The interior of the caves are in pristine condition, despite their age. As mentioned, there were no artifacts found inside; not even a small item. There is no damage to anything either. The carvings appear to have just been finished and there isn’t any structural breakdown found anywhere throughout the complex. None of the pillars are toppled, no erosion damage, or any cracks in the walls. Some of the walls are very thin (approximately 20″) and since the caverns were filled with water, we’d expect at least one of them to buckle, but none have. Also, there is no sign of soot or smoke-damage. With the grottoes being so deep into the earth, it would seem impossible that workers could do such intricate carvings without a source of light. In those days, torches or oil would be burned for light (both would have left significant residue on the surfaces) but no trace of anything has been identified.
The Water Factor
Prior to the pumping, the Longyou Caves were filled with more than 1 million cubic feet of fresh water. The villagers considered them an endless source of water, or bottomless pools. The first cave contained fish, but none of the others did, which indicates that they were not connected with any underground water source. Since they were totally submerged, no signs of obvious water damage are evident. The water itself brings up another unanswered question. How did the caves get filled? If it was a slow process, such as occurring naturally over time, we should see some evidence of damage such as water lines along the walls, algae or other growth, and debris. But, because none of those were reported, it seems that they were filled up entirely during a very short window. If that’s the case, then add one more mystery to the growing list of unanswered questions.
Analysis and Conclusion
Everything about the process in trying to date the Longyou Caves is contradictory and confusing. Logically, historians date the Longyou Cave Complex to the 1st century BC (during the Western Han Dynasty). Yet those who focus on the carvings and the artistic style employed, connect them to a much older time period (3400–2250 BC). The presence of the female Buddhist icon Guan Yin would suggest the caves are newer. Buddhism was first recorded during the Eastern Han Dynasty during the 1st Century AD, but, the female form didn’t appear in China until the 12th Century AD. Some say that the Buddhism was actually in China during the 1st Century BC, but not yet firmly rooted across the nation.
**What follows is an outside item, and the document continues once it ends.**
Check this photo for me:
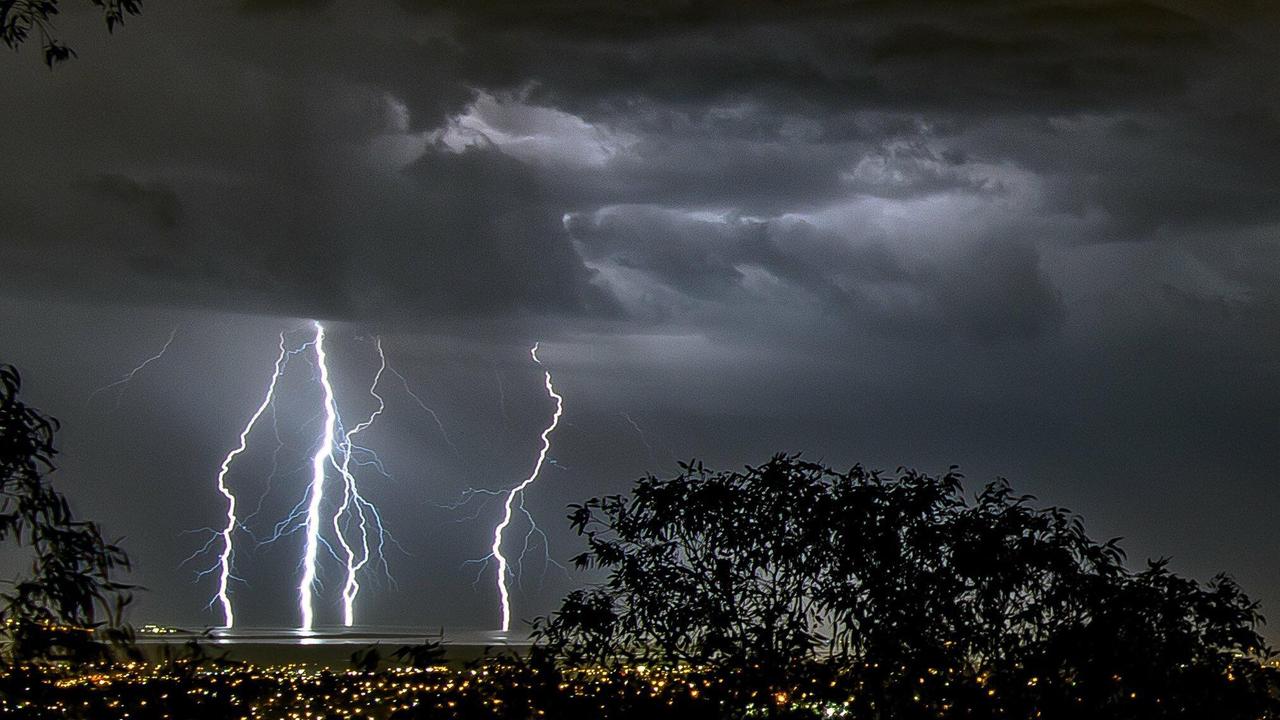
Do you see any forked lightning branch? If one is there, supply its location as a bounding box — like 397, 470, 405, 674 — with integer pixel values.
193, 322, 563, 633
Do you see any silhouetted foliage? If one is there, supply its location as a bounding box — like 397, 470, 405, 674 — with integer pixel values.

There were no artifacts found that might assist scientists in dating the site, nor does it appear that the Longyou Caves were ever inhabited. Some have said the complex was a tomb for royalty or an underground bunker for the wealthy. No evidence supports either of these theories, especially since none of the grottoes are connected. Additionally, the lack of specialized rooms makes either of those seem possible. If troops were stationed underground, we’d expect to see sleeping areas, cooking areas with ventilation, and fewer artistic carvings.
The lack of records is probably the most difficult portion of this narrative to comprehend. The Chinese were meticulous record keepers and something of this size would be noted somewhere. A nearby temple was built int he 7th Century AD and the caves are never mentioned in any of the records – almost like they didn’t exist.
It’s very likely that the reason for the caves being built will never be known. They will however continue to amaze and impress visitors to the region with both their grandiosity and size. How they managed to survive thousands of years without prior discovery, damage, or mention in the records will likely keep scientists and historians busy for years to come.